Sous l’effet de l’alcool descendu à plein verre, l’homme commença ensuite à sentir chaud. Il avait déjà ôté un pull alors que j’étais à la recherche de couvertures supplémentaires pour tenter de lutter contre l’air conditionné, mais ce n’était pas suffisant, car à l‘occasion d’un de ses nombreux voyages mouvementés vers les toilettes, il revint torse nu. L’obscurité dans laquelle était maintenant plongé l’avion n’entraînait en rien sa discrétion et son comportement me fascinait au même titre que le calme et la patience démontrés par les autres passagers, indifférents en apparence aux élucubrations de cet histrion. Voilà des scènes avec lesquelles il faudra se familiariser pensai-je.

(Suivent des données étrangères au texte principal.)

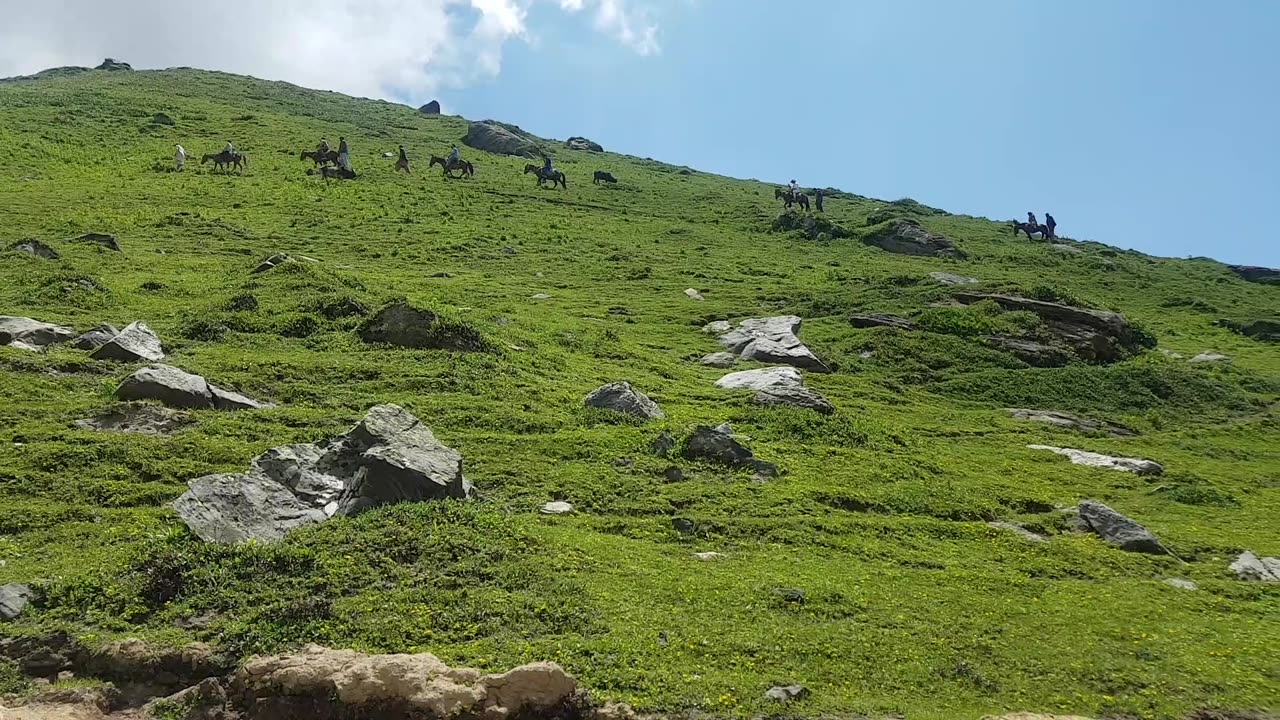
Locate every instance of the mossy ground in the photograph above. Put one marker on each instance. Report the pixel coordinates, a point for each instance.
(912, 602)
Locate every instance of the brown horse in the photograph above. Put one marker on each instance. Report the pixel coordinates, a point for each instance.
(554, 177)
(319, 158)
(464, 167)
(789, 199)
(1029, 228)
(225, 160)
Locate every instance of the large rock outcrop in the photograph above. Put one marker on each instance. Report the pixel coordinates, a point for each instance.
(179, 388)
(906, 237)
(387, 458)
(621, 397)
(773, 341)
(135, 343)
(352, 684)
(26, 333)
(1256, 274)
(501, 139)
(1118, 529)
(1096, 336)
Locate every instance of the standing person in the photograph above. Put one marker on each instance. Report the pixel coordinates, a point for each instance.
(402, 164)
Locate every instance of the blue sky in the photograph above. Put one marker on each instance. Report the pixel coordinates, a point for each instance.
(1139, 123)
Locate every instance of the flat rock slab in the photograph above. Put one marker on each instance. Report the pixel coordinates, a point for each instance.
(135, 343)
(760, 379)
(178, 388)
(621, 397)
(1098, 460)
(145, 419)
(771, 340)
(387, 458)
(1069, 420)
(1249, 566)
(27, 333)
(1118, 529)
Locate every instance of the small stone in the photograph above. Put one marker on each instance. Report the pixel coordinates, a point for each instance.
(786, 693)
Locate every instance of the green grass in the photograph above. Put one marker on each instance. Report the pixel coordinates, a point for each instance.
(913, 604)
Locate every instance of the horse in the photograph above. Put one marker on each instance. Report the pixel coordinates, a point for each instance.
(337, 173)
(554, 177)
(1029, 228)
(319, 158)
(465, 167)
(225, 160)
(785, 195)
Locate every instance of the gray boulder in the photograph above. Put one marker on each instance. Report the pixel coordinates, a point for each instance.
(1069, 420)
(772, 340)
(794, 396)
(1249, 566)
(584, 145)
(106, 241)
(880, 320)
(96, 337)
(27, 333)
(947, 278)
(621, 397)
(718, 360)
(13, 600)
(501, 139)
(387, 458)
(1096, 336)
(906, 237)
(135, 343)
(718, 446)
(1118, 529)
(178, 388)
(35, 249)
(145, 419)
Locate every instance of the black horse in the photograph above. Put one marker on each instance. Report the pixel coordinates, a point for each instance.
(789, 199)
(553, 177)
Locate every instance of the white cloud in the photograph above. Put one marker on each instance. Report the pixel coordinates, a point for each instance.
(373, 48)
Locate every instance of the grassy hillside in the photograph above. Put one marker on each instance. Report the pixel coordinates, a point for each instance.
(913, 604)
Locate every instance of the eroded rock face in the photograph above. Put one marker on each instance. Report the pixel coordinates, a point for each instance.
(411, 684)
(135, 343)
(621, 397)
(1118, 529)
(178, 388)
(1096, 336)
(1098, 460)
(772, 340)
(1069, 420)
(909, 238)
(26, 333)
(387, 458)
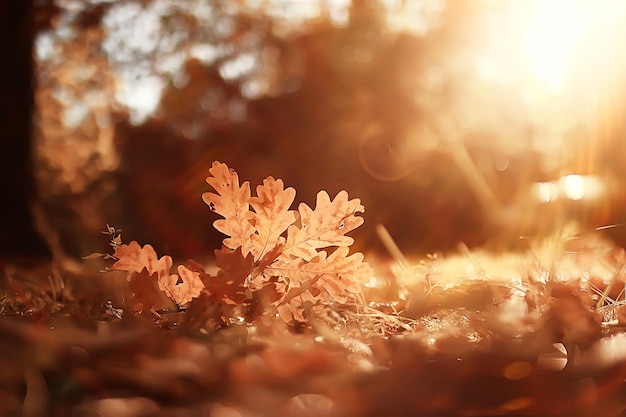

Finalement il s’endormit au milieu de ronflements titanesques et de soubresauts violents qui obligeaient sa malheureuse compagne de voyage à se protéger de coups qui soudainement venaient la frapper. Occupant les deux fauteuils, il la contraignait à se recroqueviller sur un coin d’accoudoir, chose sans doute fort inconfortable étant donné sa corpulence.


Le vol se déroula par la suite normalement, dans le calme le plus absolu, les autres passagers, à l’inverse de notre voisin étaient bien peu extravertis et d’une discrétion contrastante.


Au réveil il avait piétiné le sac à main de sa sœur et tournait un œil hagard au milieu d’un fouillis de papiers qui jonchaient le sol. La femme ramassait péniblement les objets éparpillés sous les fauteuils, lui tendant de temps à autre un vêtement froissé. Les passagers faisaient comme si de rien n’était et j’adoptais donc la même attitude, après tout, c’était à nous de nous adapter à ces comportements si hauts en couleur.


Si je raconte cet épisode c’est justement car il est à l’opposé du caractère modéré et du comportement presque impassible que je constate chez les habitants de Lima et les Péruviens en général. Les clichés sur la spontanéité des latino-américains m’avaient aveuglé, cet avion était plein de Péruviens mais je ne les voyais pas, car le seul Péruvien selon mes critères stéréotypés, c’était lui.


En descendant de l’avion, Ze King ramassa un dernier papier qui traînait sous un fauteuil, il s’agissait d’une photocopie d’une déclaration de vol à l’encontre d’un certain Cortez, résidant à Lima, de nationalité mexicaine…


Mais depuis j’ai appris à me méfier des idées reçues.

lundi 1 septembre 2008

Découvrir Lima

Quel rapport me direz-vous? Ouvrez votre moteur de recherches sur internet et essayez donc de trouver des images de Lima comme je l’ai fait dès que nous avons connu notre nouvelle destination. Voici très probablement les premières impressions de la ville que vous aurez.

Ya

A première vue cela semble de l’allemand, en réalité c’est bien de l’espagnol. On repère très vite l’omniprésence de ce petit mot dans les conversations péruviennes. Il marque toute forme d’approbation ou de consentement de la part de l’interlocuteur et pourrait se traduire par : oui, d’accord , j’ai compris, OK, ça marche…, mais semble aussi vouloir dire : bon, bien, mouais, si tu le dis… . Bref, il assume toute une gamme de nuances que je m'efforce d' interpréter selon les circonstances.
Principessa quant à elle le manie déjà avec une nonchalance déconcertante.